Eine Besonderheit in der Volvo Lkw-Palette stellte ab 1979 die zweite Generation des CH 230 für die Schweiz dar, wo die maximale Breite für Lastwagen noch bis Anfang der 1990er-Jahre nur 2,30 Meter betrug. Das Fahrerhaus des neuen CH 230 war nicht mehr vom F 89 abgeleitet, sondern basierte auf dem F7. Erhöhte Kotflügel und ein Blechteil mit Kühlschlitzen zwischen den Scheinwerfern waren die sichtbaren Kennzeichen.

CH 230 der zweiten Generation von 1979

Ein weiterer Schritt zur Stärkung der guten Position im internationalen Fernverkehr war 1979 die Einführung der Globetrotter-Kabine für die Baureihen F 10 und F 12 auf der Internationalen Automobil-Ausstellung IAA in Frankfurt am Main. Die Innenhöhe von fast zwei Metern ermöglichte dem Fahrpersonal aufrechtes Stehen. Trotz 190 kg Mehrgewicht und einem beachtlichen Preisaufschlag kam das Globetrotter-Fahrerhaus am Markt gut an. Die Konkurrenz musste in den nächsten Jahren nachziehen.

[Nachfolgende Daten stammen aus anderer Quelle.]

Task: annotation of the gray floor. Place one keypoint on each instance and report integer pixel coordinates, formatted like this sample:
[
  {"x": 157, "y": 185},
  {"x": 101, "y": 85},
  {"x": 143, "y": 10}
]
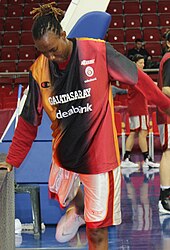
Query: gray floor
[{"x": 142, "y": 226}]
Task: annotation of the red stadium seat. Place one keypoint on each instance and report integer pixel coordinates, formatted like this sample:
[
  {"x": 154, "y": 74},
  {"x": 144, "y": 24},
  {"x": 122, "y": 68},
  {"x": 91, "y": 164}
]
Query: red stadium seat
[
  {"x": 148, "y": 7},
  {"x": 154, "y": 48},
  {"x": 7, "y": 66},
  {"x": 2, "y": 10},
  {"x": 116, "y": 35},
  {"x": 150, "y": 20},
  {"x": 26, "y": 38},
  {"x": 119, "y": 47},
  {"x": 151, "y": 34},
  {"x": 131, "y": 7},
  {"x": 1, "y": 24},
  {"x": 27, "y": 53},
  {"x": 1, "y": 39},
  {"x": 3, "y": 2},
  {"x": 9, "y": 53},
  {"x": 164, "y": 6},
  {"x": 28, "y": 8},
  {"x": 26, "y": 24},
  {"x": 11, "y": 38},
  {"x": 117, "y": 21},
  {"x": 115, "y": 8},
  {"x": 164, "y": 20},
  {"x": 132, "y": 21},
  {"x": 23, "y": 66},
  {"x": 132, "y": 34},
  {"x": 15, "y": 1},
  {"x": 12, "y": 24},
  {"x": 33, "y": 1},
  {"x": 14, "y": 10}
]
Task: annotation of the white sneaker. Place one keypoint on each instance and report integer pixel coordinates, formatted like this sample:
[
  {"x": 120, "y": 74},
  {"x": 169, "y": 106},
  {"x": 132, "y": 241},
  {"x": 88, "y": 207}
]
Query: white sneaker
[
  {"x": 149, "y": 172},
  {"x": 68, "y": 226},
  {"x": 127, "y": 163},
  {"x": 162, "y": 209},
  {"x": 128, "y": 171},
  {"x": 151, "y": 164},
  {"x": 18, "y": 226}
]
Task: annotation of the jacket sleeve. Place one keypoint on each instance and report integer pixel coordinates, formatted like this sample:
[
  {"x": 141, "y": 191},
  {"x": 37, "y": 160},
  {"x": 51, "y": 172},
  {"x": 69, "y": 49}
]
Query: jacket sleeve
[
  {"x": 22, "y": 140},
  {"x": 151, "y": 92},
  {"x": 27, "y": 126}
]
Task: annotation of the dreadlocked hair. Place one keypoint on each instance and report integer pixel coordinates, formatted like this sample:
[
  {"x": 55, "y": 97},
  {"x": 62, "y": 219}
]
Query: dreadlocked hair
[{"x": 46, "y": 18}]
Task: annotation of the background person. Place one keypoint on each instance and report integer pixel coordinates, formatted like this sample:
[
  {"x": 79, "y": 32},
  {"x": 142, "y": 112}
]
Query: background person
[
  {"x": 139, "y": 122},
  {"x": 164, "y": 129},
  {"x": 67, "y": 82},
  {"x": 139, "y": 49}
]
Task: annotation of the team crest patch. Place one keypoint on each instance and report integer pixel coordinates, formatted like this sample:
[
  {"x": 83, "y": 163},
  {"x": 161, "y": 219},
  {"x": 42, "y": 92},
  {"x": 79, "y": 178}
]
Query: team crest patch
[{"x": 45, "y": 84}]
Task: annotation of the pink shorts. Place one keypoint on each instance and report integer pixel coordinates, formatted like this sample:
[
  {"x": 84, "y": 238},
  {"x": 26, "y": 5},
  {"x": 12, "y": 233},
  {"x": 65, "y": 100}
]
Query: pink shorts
[
  {"x": 102, "y": 198},
  {"x": 164, "y": 131},
  {"x": 101, "y": 194},
  {"x": 137, "y": 123}
]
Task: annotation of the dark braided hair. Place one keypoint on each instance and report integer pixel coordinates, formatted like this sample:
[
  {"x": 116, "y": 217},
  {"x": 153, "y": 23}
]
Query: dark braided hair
[{"x": 47, "y": 18}]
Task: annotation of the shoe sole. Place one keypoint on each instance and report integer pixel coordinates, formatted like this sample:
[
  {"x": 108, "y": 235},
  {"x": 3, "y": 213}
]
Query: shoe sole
[
  {"x": 63, "y": 238},
  {"x": 162, "y": 209},
  {"x": 145, "y": 165}
]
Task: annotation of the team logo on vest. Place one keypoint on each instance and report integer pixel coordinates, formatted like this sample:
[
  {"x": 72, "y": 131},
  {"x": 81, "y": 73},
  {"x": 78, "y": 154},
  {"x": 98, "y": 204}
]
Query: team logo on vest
[
  {"x": 89, "y": 71},
  {"x": 45, "y": 85},
  {"x": 87, "y": 62}
]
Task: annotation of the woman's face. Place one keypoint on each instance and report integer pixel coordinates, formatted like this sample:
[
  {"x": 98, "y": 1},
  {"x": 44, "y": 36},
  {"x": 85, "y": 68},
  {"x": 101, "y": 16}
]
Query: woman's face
[
  {"x": 56, "y": 48},
  {"x": 140, "y": 63}
]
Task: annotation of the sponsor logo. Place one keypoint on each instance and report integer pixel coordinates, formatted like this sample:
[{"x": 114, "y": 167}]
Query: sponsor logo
[
  {"x": 45, "y": 85},
  {"x": 74, "y": 110},
  {"x": 89, "y": 71},
  {"x": 74, "y": 95},
  {"x": 87, "y": 62}
]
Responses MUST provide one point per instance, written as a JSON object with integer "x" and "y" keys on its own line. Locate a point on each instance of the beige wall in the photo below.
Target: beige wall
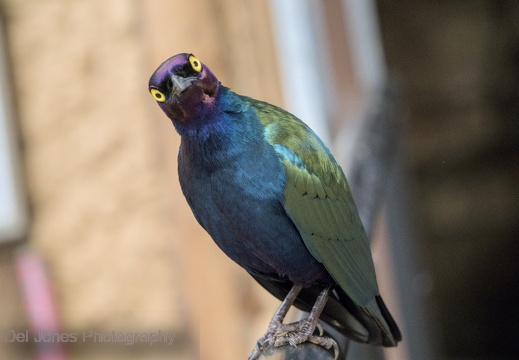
{"x": 107, "y": 215}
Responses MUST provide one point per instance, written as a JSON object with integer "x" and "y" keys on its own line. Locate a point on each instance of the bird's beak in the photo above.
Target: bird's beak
{"x": 180, "y": 84}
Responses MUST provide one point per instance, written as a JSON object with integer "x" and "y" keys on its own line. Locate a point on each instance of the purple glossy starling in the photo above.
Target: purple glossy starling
{"x": 275, "y": 200}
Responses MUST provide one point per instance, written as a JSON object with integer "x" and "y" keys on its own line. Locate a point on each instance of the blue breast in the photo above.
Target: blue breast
{"x": 234, "y": 182}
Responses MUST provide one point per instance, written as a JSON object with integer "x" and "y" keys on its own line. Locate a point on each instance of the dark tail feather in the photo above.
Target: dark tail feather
{"x": 393, "y": 327}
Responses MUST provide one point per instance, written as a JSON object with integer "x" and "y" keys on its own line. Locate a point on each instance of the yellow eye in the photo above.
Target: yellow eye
{"x": 157, "y": 95}
{"x": 195, "y": 63}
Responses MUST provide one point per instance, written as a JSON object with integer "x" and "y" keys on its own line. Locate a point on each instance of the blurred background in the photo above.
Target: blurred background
{"x": 89, "y": 183}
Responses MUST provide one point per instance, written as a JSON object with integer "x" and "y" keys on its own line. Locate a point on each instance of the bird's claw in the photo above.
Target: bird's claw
{"x": 292, "y": 334}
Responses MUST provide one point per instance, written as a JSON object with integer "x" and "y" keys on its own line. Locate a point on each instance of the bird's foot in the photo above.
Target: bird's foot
{"x": 305, "y": 334}
{"x": 294, "y": 334}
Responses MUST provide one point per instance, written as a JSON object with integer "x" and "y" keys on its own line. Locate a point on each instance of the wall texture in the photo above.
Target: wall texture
{"x": 107, "y": 216}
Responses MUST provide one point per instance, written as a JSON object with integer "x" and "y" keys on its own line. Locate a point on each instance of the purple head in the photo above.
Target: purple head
{"x": 184, "y": 88}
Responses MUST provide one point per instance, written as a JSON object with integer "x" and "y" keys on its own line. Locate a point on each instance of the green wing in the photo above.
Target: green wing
{"x": 318, "y": 200}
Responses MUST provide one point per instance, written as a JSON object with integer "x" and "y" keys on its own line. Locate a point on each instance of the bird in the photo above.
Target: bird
{"x": 275, "y": 200}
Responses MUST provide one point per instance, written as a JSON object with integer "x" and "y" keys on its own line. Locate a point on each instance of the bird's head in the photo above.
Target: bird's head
{"x": 183, "y": 87}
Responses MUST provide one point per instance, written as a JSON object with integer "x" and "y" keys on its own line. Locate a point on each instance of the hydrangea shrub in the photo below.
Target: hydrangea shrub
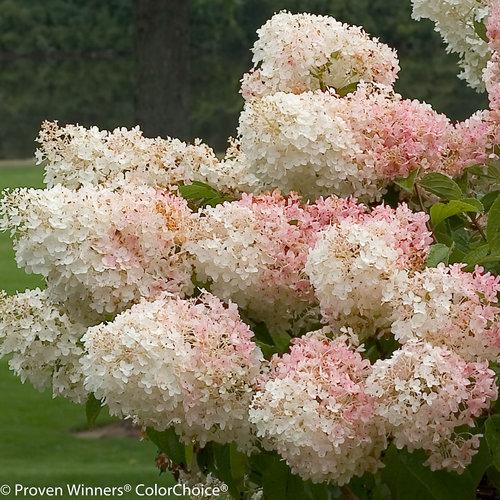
{"x": 312, "y": 315}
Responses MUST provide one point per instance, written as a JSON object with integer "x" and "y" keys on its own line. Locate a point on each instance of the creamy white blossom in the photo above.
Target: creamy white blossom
{"x": 43, "y": 343}
{"x": 300, "y": 52}
{"x": 455, "y": 22}
{"x": 187, "y": 363}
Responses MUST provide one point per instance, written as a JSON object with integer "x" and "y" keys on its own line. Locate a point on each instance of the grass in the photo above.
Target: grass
{"x": 38, "y": 446}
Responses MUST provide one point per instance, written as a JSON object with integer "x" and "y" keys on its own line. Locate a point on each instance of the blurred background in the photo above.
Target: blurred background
{"x": 172, "y": 66}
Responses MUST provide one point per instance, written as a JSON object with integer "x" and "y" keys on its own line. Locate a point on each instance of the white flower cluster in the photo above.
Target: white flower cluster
{"x": 455, "y": 20}
{"x": 318, "y": 143}
{"x": 253, "y": 252}
{"x": 190, "y": 363}
{"x": 354, "y": 265}
{"x": 424, "y": 393}
{"x": 113, "y": 240}
{"x": 43, "y": 343}
{"x": 101, "y": 248}
{"x": 75, "y": 156}
{"x": 300, "y": 52}
{"x": 312, "y": 408}
{"x": 303, "y": 143}
{"x": 350, "y": 269}
{"x": 450, "y": 308}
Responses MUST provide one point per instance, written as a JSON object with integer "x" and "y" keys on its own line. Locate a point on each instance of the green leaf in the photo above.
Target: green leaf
{"x": 442, "y": 186}
{"x": 202, "y": 194}
{"x": 438, "y": 253}
{"x": 488, "y": 199}
{"x": 92, "y": 409}
{"x": 168, "y": 442}
{"x": 348, "y": 89}
{"x": 492, "y": 435}
{"x": 480, "y": 29}
{"x": 442, "y": 211}
{"x": 409, "y": 479}
{"x": 493, "y": 227}
{"x": 407, "y": 183}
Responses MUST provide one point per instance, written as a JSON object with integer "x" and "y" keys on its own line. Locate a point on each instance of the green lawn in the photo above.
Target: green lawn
{"x": 37, "y": 442}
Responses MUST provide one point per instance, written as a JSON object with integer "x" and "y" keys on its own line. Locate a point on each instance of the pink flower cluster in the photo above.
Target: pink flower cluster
{"x": 312, "y": 407}
{"x": 125, "y": 315}
{"x": 354, "y": 265}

Das Globetrotter-Fahrerhaus kam 1979 auf den Markt. Mit einer Innenhöhe von fast zwei Metern erfreute es sich großer Beliebtheit beim Fahrpersonal und Volvo konnte als erster Hersteller mit einem in Serie gebauten Hochdach-Fahrerhaus punkten.

Volvo war mit seiner fortschrittlichen und gleichzeitig soliden Technik zu einem der führenden Hersteller in Europa geworden. 1981 lieferten die Göteborger mehr als 28.000 Fahrzeuge aus und erreichten damit europaweit einen Marktanteil von 14 Prozent im Bereich der schweren Lkw. Die Exportquote des schwedischen Herstellers belief sich auf stolze 89 Prozent der Produktion.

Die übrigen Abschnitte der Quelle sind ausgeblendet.